Next time you wanna go on and leave I should just let you go on and do it
Hesley conhecia muitíssimo bem todo aquele show. Tanto por sua parte, quanto pela parte dele. Sobressaltou-se, sim, quando ele socou a lataria do trailer, mas não por medo ou surpresa; só por causa do som estridente mesmo. Virando o rosto, ela procurava fazer aquilo justamente para recobrar parte de sua paciência, coisa que parecia ser impossível de acontecer naquele instante. Enquanto a respiração de Flack era audível, a sua permanecia normal, ainda que estivesse visivelmente nervosa, estressada, com os lábios entreabertos e o rosto ficando cada vez mais vermelho, por causa do sangue quente que começava a correr mais rapidamente por seu corpo.
— Talvez eu seja mesmo, porque me dou ao trabalho de aguentar um filho da puta como você. — Retrucou, ainda com o rosto virado. Quando a faca lhe foi arrancada das mãos, numa falsa calma, a loira ergueu as mãos até a altura dos ombros do mais velho, enfiando as unhas por cima do tecido mesmo. Poderia não machucar, mas ele sentiria parte da pressão que ela aplicava na área, o que significava, muitíssimo bem, que ela também estava tentando não perder o resto de seu juízo. — Se vai me ameaçar, Flack, tenha a decência de cumprir com o que diz. E eu já disse para me soltar, porra. Eu não estou brincando. — Mesmo sentindo a ponta da faca abaixo de seu queixo, ela virou o rosto, afim de encará-lo mais uma vez. Sentia agora o filete de sangue escorrendo, mas, realmente, estava pouco se fodendo para aquilo. A dor de se cortar era muito menor do que a de cair em mais uma briga com Julliard, por coisas tão bobas e aleatórias quanto aquela de agora.
Dessa vez, ele estava mesmo disposto a cumprir a ameaça de acabar de uma vez por todas com Hesley. Estava seriamente disposto, só que com as próprias mãos. A faca caiu das mãos de Flack aos pés de Hesley e as mãos dele envolveram o pescoço da mulher. Empurrou-a contra a lataria do trailer com toda a força que tinha e começou a apertar o pescoço dela.

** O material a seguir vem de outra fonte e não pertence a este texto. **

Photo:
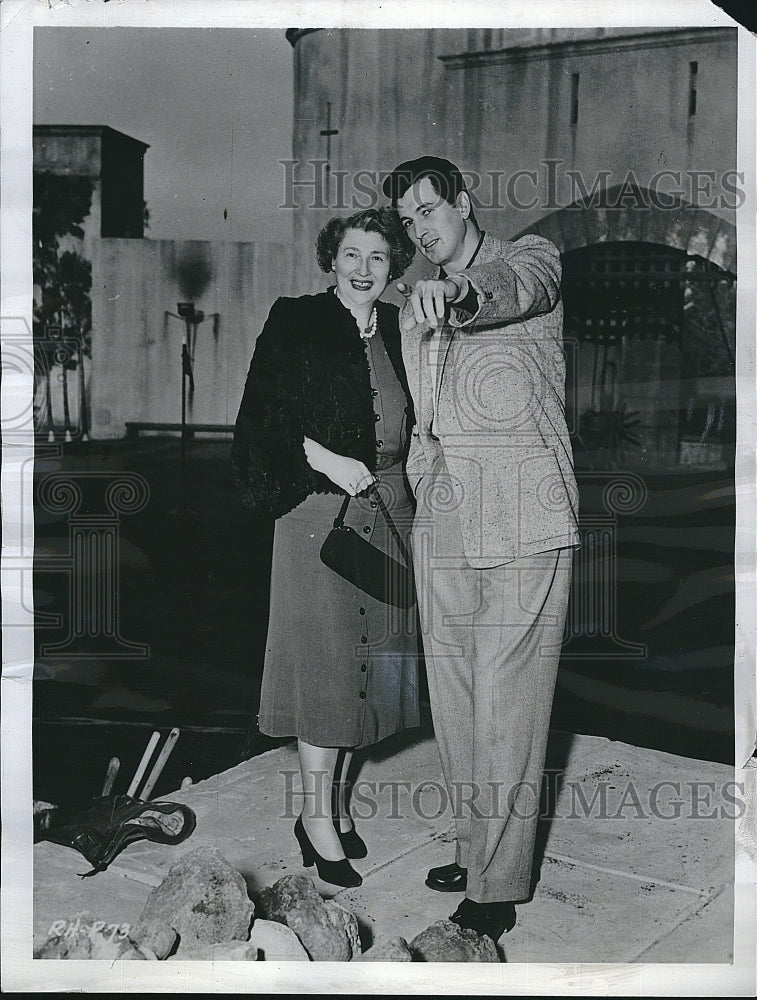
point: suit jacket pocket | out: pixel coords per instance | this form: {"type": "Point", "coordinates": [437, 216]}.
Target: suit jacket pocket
{"type": "Point", "coordinates": [546, 502]}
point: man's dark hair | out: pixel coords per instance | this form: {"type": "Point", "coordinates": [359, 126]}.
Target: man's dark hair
{"type": "Point", "coordinates": [445, 178]}
{"type": "Point", "coordinates": [383, 221]}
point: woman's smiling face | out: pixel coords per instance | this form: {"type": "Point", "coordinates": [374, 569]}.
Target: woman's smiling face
{"type": "Point", "coordinates": [361, 266]}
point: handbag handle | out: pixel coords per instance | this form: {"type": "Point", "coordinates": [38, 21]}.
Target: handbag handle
{"type": "Point", "coordinates": [373, 488]}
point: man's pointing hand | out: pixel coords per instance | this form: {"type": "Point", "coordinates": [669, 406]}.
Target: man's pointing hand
{"type": "Point", "coordinates": [430, 297]}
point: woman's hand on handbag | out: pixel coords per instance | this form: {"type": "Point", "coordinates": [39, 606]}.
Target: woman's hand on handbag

Dessa vez não era uma dessas coisas que ele ameaçava e desistia. Ele estava disposto a terminar tudo aquilo, já que ela não lhe respeitava. Dava mesmo para ver o ódio palpável que tinha ali dentro daqueles olhos esbugalhados, mas não era, nem de longe, de todo ódio dela. Era ódio de ter que tocar as coisas sem Guerreiro, ódio de Gemma e de tantas e tantas outras coisas.
O que fez o mais velho soltar a francesa foi a imagem da filha Gretel em sua mente. Enquanto batia na esposa da última vez, Gretel testemunhou. Se fosse para que sua filha viesse morar com ele algum dia, seus impulsos teriam que ser controlados. Deixar o assassinato de Hesley "pela metade" era um bom teste.
Aos poucos ele a soltou. A respiração ainda estava descompassada, audível. Os lábios de Flack estavam entreabertos e o ar parecia ter dificuldades para invadir o corpo do golpista. Andou de volta pro quarto, sem falar nada.